33. Having found that the suit property was acquired by the plaintiff by direct allotment and purchase from the original allotee of the same, then and without any evidence of a trust, I find that suit property, and more specifically the subdivision known as Nyandarua/Tulaga/1002 is the property of the plaintiff and that the defendant has no legal or beneficial claim either by trust or by adverse possession.
34. It is worth to note that the Settlement Fund Trustee Officer DW3's evidence was not challenged, and therefore the suit property was an allotment to the plaintiff by the fund after the original allotee rejected it. No other contrary evidence was adduced. It is my finding that that evidence was credible and uncontroverted.
35. The Land Registration Act (2012) Section 24(a) states:
“The registration of a person as the proprietor of land shall vest in that person as the proprietor of land shall vest in that person the absolute ownership of that land together with all rights and priviledges belonging or appurtenant thereto.
“----but subject to:
a) to the leases, charges and other encumbrances and to the conditions and restrictions,if any shown in the register.
b) to such other liabilities rights and interests----as declared by Section 28 not to require noting on the register, unless the contrary is expressed in the register.”
(2) Nothing in this Section shall be taken to reliever a proprietor from any duty or obligation to which the person is subject to as a trustee.”
36. The above are clear legal provisions that nothing, other than that which is stated as an encumbrance or that need not be noted thereon eg. a trust ought to interfere with a proprietors interests and rights on the land.

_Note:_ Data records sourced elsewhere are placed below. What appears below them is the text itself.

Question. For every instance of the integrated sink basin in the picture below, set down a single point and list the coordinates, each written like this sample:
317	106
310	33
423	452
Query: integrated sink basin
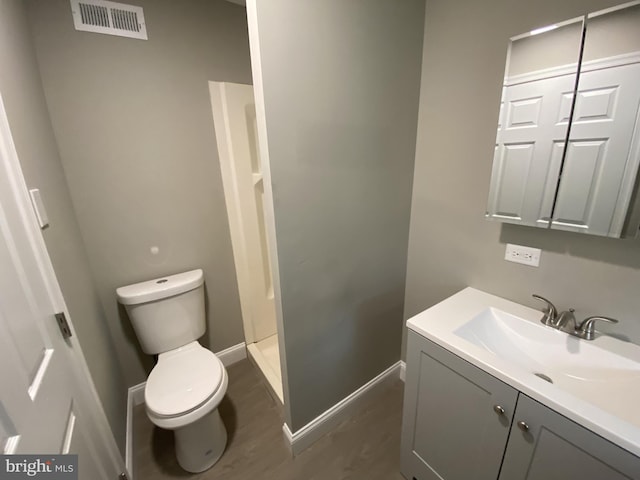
566	360
595	383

It is noted that both the plaintiff and the defendant registered restrictions on the suit land to protect their perceived and/or real interests on the suit land. Having come to the finding that the defendant's interest in the land as a beneficiary under a trust and by adverse possession have not been proved to the required standard, it follows that the restriction against the title by the defendant by virtue of the then pending suit CMCC No. 706/2004 ought to be lifted. That suit was dismissed as well as the appeal being HCCA No.32 of 2005.
37. Accordingly I come to the following findings to the issues as framed:
1. That the plaintiff does not hold the title to the suit property Nyandarua/Tulaga/1002 in trust for the defendant or any other person, and therefore the defendants occupation of the 39 ½ acres out of the suit property is not only illegal but also unlawful.
2. Further, it is my finding that the defendant has no title or entitlement to 39½ acres out of the suit property either by way of Adverse possession as none was established to have been so acquired demonstratably proved to the required standards, upon a balance of probability that the declarations of ownership of the suit property ought to be issued in his favour.
38. The Defendant having admitted and confirmed that he took possession of the suit property by permission and authority of the plaintiff, and therefore a tenant at will, and upon the said tenancy at will having been terminated in 1980 when he was requested to give vacant possession, the obvious action that the defendant ought to do is to honourably leave and give vacant possession of the suit property to the plaintiff as his continued stay thereon constitutes an act of trespass.
39. For those reasons, the defendant's counterclaim is dismissed, and judgment entered for the plaintiff against the defendant as follows:
1. A declaration is hereby issued that the plaintiff James Mutura Njami is the absolute proprietor of the suit property Nyandarua/Tulaga/1002, (now subdivided into land parcels Nyandarua/Tulaga/5208-5220) and particularly the suit property, Nyandarua/Tulaga/5217.
2. That the defendant is hereby declared to be a trespasser on the plaintiffs land parcel stated above.
3. That the defendant is ordered and directed to give vacant possession of the suit land to the plaintiff within 120 days(four months) from the date of this judgment.
4. That this suit being a dispute between family members over land ownership, I direct each party to bear own costs of the suit.
Dated and Signed this 6th Day of October 2017.
Delivered on the 24th Day of October 2017.